Sex addictions, in general, are difficult to diagnose and can be even more difficult to treat. The movie Shame, starring Michael Fassbender, tackled this very issue: Addiction can cause sex to lose its enjoyability, especially when it’s used as a tool for fulfilling other psychological needs. The fact that Weiner is so seemingly focused on how big his peen is might indicate how much emphasis he places on how he’s being portrayed in public and challenging those who might question his masculinity.

But the emergence of Weiner’s tumescent alter-ego Carlos Danger demonstrated a modern twist on sex addiction. The weird thing about an addiction to sexting is that it constitutes not only an addiction to sex but also to the internet, which didn’t show up in civilization until about 40 years ago. Without a cell phone or Twitter, Anthony Weiner could arguably have hidden his problem, potentially saving not just his political career but his marriage. It’s a modern affliction that requires inpatient treatment and extensive therapy. Weiner has allegedly sought treatment for his prior two offenses. In fact, the poster boy for sexting addiction at the Center for Internet Addiction is — you guessed it — Anthony Weiner.

But experts remain divided over whether sexting addiction is real or not. Some say yes, indicating that it stems from “low self-esteem, a distorted body image, untreated sexual dysfunction, or a prior sexual addiction are more at risk to develop sexting and pornography addiction problems.” Weiner has no recorded history of pornography addiction problems, but he does have a weirdly frequent hankering for showing his junk to women on the internet — and never seems to learn his lesson.

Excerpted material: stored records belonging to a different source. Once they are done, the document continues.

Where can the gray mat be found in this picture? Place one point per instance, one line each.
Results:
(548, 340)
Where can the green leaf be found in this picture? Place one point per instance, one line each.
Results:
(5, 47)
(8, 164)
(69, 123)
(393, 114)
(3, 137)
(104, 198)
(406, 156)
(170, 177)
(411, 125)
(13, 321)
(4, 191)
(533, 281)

Others aren’t so sure. A Washington Post article from 2013 reminds us that the American Psychiatric Association — the group that determines what officially constitutes a mental illness — has avoided categorizing sexting, illustrating its struggle with trying to classify addictions. Still others think the real problem is that Weiner’s got an ego that far outshadows his penis, a case of narcissism gone rogue to the point of being outright stupid.

Weiner’s constant denial of his behavior is suspect. When news of his sexting escapades goes public, he claims he’s a “mongoose” who got catfished or that he was simply sending innocent “appropriate” texts to a friend. Even more odd is the fact that his wife doesn’t seem to know about Weiner’s dick moves until they become media fodder. Lying is grounds for a therapeutic intervention, and Weiner’s got that going.

Weiner’s inability to control sending shots of his crotch over the internet is indicative of a greater issue. Sexting, in and of itself, is not a problem: It’s perfectly human to want to send out an erotic photo or dirty text to someone you’re sexually attracted to. But for a person who, as of Monday morning, was formerly married and in a position of power, sexting has obvious social repercussions, and for someone who seems to be a bit trigger happy with the send button, Anthony Weiner has some pretty big problems to deal with that aren’t his boner.